Coastal populations are experiencing relative sea-level rise up to four times faster than the global average — according to new research from the University of East Anglia.
A new study published today in Nature Climate Change is the first to analyse global sea-level rise combined with measurements of sinking land.
The impact of subsidence combined with sea-level rise has until now been considered a local issue rather than a global one.
But the new study shows that coastal inhabitants are living with an average sea level rise of 7.8 mm — 9.9 mm per year over the past twenty years, compared with a global average rise of 2.6mm a year.
And the impacts are far larger than the global numbers reported by the Intergovernmental Panel on Climate Change (IPCC).
Lead researcher Prof Robert Nicholls, Director of the UK’s Tyndall Centre for Climate Change Research and Chair of Climate Adaptation at the University of East Anglia, said: “Climate induced sea-level rise is caused by melting glaciers and thermal expansion of water due to rising global temperatures.
“Rapid rates of subsidence in deltas and especially cities on deltas are also human-caused, mostly due to groundwater pumping, also oil and gas extraction, and sediment resupply prevented by upstream dams, flood defences, sand extraction or mining.
“About 58 per cent of the world’s coastal population lives on deltas where land is subsiding. Less than 1 per cent of global coastal population lives where land is uplifting.
“We wanted to look at the big picture globally, to better understand the impact of global sea-level rise combined with measurements of sinking land.
“We found that coastal populations live with sea-level rise at three and four times the global average and that the impacts of sea-level rise being experienced today are much larger than the global numbers being reported by the Intergovernmental Panel on Climate Change (IPCC).
“Addressing human-induced subsidence is important in the short term, as it is an essential coastal adaptation to protect people and economies,” he added.
The research team assessed four components of relative sea-level change — climate induced sea-level change, the effects of glacier weight removal causing land uplift or sinking, estimates of river delta subsidence and subsidence in cities.
Sea-level measurements were taken from satellite data.

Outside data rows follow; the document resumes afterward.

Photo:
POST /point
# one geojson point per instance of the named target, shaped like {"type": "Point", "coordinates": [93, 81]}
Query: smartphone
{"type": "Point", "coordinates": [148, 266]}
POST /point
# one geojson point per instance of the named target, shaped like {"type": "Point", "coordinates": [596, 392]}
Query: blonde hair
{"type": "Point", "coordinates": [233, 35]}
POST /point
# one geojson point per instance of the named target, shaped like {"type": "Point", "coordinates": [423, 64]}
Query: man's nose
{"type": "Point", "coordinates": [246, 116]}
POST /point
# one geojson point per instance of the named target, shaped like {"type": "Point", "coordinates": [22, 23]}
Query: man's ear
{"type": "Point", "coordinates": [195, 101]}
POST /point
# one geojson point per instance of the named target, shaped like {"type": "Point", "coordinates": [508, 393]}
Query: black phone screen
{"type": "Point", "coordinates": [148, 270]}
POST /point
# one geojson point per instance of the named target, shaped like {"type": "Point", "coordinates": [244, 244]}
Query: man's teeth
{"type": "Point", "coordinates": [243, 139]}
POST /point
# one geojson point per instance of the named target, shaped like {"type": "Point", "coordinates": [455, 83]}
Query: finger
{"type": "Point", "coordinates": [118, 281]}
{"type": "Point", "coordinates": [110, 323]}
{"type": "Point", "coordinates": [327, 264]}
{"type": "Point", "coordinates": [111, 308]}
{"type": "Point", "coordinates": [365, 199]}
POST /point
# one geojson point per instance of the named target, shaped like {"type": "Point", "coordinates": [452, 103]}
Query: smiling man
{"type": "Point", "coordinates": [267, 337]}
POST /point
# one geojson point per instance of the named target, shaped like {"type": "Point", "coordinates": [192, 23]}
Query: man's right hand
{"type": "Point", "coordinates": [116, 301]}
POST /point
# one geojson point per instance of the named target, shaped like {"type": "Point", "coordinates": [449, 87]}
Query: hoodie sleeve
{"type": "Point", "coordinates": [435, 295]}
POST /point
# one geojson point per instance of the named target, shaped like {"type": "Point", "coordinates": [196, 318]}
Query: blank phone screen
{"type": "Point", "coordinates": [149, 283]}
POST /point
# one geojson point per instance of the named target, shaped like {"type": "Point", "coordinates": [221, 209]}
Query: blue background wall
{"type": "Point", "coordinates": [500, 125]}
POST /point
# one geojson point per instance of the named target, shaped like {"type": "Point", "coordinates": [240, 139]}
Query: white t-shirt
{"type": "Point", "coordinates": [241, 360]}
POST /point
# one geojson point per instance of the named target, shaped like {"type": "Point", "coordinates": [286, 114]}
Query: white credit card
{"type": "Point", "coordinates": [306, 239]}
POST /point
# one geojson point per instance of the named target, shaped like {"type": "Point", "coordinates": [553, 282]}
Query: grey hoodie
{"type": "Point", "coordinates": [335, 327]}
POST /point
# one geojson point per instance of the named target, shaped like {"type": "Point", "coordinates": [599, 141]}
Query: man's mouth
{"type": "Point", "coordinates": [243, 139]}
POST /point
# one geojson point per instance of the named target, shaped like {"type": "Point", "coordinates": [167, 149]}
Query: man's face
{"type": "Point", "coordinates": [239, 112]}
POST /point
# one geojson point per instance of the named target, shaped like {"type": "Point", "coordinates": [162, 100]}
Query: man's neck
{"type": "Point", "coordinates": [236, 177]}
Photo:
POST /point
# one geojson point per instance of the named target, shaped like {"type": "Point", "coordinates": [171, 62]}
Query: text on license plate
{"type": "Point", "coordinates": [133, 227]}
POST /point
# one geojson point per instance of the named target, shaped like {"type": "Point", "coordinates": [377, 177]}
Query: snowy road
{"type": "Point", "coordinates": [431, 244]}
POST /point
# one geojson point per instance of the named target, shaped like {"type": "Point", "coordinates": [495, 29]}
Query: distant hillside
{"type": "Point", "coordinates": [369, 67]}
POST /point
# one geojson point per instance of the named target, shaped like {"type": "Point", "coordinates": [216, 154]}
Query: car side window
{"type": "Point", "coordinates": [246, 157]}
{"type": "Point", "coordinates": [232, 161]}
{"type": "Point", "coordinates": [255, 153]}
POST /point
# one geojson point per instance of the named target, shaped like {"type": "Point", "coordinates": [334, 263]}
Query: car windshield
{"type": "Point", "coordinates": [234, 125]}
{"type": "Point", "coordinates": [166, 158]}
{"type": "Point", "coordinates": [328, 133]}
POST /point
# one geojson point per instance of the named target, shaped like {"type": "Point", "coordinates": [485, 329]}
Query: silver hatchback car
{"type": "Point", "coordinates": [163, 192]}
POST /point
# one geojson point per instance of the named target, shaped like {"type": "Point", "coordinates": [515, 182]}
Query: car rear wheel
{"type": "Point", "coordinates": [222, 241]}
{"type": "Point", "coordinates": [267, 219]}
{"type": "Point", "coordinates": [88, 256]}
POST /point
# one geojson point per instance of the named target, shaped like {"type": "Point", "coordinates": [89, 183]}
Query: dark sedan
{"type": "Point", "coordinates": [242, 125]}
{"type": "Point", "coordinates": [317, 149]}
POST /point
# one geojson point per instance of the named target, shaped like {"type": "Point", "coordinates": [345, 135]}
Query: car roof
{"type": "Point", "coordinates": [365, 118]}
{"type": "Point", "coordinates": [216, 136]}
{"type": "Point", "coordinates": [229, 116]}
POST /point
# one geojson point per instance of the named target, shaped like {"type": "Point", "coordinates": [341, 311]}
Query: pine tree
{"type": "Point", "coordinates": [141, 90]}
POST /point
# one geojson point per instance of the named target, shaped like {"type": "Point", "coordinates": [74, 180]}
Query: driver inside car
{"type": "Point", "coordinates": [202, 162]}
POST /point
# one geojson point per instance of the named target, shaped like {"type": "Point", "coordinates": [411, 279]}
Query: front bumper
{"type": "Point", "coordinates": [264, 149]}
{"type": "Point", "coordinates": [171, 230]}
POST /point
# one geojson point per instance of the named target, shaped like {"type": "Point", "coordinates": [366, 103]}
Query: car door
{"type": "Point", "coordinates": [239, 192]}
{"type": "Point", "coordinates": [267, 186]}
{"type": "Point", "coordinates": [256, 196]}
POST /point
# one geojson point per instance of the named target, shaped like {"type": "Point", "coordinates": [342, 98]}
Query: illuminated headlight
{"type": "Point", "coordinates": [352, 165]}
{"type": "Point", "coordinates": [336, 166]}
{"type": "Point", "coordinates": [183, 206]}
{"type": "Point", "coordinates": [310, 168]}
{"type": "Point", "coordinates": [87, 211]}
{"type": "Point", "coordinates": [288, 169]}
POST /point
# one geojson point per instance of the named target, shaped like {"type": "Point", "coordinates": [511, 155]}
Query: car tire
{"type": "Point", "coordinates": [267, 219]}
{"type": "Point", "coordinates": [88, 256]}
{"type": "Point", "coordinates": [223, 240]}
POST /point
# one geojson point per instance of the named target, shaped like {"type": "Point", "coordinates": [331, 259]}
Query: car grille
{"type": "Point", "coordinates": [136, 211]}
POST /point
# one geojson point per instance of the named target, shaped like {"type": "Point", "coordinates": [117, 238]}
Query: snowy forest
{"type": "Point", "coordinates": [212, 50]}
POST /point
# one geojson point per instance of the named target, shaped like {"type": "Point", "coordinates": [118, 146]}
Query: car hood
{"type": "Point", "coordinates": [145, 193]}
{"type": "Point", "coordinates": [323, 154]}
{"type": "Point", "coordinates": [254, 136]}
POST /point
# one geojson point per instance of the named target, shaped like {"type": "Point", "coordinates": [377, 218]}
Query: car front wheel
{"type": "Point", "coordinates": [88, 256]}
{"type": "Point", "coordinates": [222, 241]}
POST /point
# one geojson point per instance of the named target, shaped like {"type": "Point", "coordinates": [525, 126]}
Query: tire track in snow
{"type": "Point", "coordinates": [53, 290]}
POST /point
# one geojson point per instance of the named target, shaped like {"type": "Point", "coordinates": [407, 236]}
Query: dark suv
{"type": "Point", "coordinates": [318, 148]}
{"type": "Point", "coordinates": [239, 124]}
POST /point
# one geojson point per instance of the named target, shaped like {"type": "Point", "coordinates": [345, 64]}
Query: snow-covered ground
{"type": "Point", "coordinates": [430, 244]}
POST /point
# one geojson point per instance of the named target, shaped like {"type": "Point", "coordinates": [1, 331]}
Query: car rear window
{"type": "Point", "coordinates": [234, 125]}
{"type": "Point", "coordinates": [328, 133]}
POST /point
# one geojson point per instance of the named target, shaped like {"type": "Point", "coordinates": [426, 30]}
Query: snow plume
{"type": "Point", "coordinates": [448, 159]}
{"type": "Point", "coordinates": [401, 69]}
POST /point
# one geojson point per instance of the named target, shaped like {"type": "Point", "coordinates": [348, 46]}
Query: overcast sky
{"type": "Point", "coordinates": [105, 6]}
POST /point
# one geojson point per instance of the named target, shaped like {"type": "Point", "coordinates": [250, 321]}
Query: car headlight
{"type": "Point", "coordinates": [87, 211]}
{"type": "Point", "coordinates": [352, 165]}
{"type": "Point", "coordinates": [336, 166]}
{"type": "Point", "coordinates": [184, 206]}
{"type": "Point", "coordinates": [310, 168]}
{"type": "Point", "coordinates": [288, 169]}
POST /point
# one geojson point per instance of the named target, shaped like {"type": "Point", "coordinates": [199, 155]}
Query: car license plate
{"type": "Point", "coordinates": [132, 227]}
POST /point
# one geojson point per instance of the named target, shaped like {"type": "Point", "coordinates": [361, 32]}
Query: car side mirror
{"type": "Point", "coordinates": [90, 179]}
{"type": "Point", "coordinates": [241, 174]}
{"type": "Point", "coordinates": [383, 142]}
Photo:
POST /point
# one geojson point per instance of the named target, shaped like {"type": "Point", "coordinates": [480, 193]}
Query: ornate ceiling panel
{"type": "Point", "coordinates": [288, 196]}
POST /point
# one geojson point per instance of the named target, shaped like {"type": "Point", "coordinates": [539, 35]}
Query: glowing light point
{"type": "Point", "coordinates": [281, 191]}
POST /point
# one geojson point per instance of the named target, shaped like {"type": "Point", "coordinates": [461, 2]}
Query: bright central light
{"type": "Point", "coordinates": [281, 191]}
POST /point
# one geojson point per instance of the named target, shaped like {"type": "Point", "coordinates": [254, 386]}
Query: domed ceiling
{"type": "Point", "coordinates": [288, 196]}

The team then weighted their results by population to show their importance to people.
The overall analysis used the Dynamic Interactive Vulnerability Assessment (DIVA) model which is designed for understanding coastal management needs.
They found that high rates of relative sea-level rise are most urgent in South, South East and East Asia as the area has many subsiding deltas and coastal flood plains, growing coastal megacities and more than 70 per cent of the world’s coastal population.
They also found that over the 20th Century, the city of Tokyo experienced net subsidence of 4m, while Shanghai, Bangkok, New Orleans, and Jakarta, have experienced between 2m and 3m subsidence.
In Tokyo, Shanghai and Bangkok the subsidence has been stopped or greatly reduced by reduced groundwater extraction, while in other cities there has been little direct response to reduce subsidence.
Prof Robert Nicholls said: “One of the main reasons that Jakarta, the capital city of Indonesia, is being moved to Borneo is because the city is sinking due to groundwater extraction from shallow wells.
“We hope that our analysis improves the understanding of how sea-level rise and subsidence are hand-in hand for science and coastal management policy worldwide. Jakarta might be just the beginning.”
The research was led by the University of East Anglia (UK) in collaboration with the Global Climate Forum, Berlin (Germany), Humboldt-University, Berlin (Germany), Bournemouth University (UK), Kiel University (Germany), Université de Toulouse (France), the University of Southampton (UK) and East China Normal University, Shanghai (China).
It was funded by the EC Horizon 2020 Framework Programme, IDRCEC Seventh Framework Programme, and EC Seventh Framework Programme.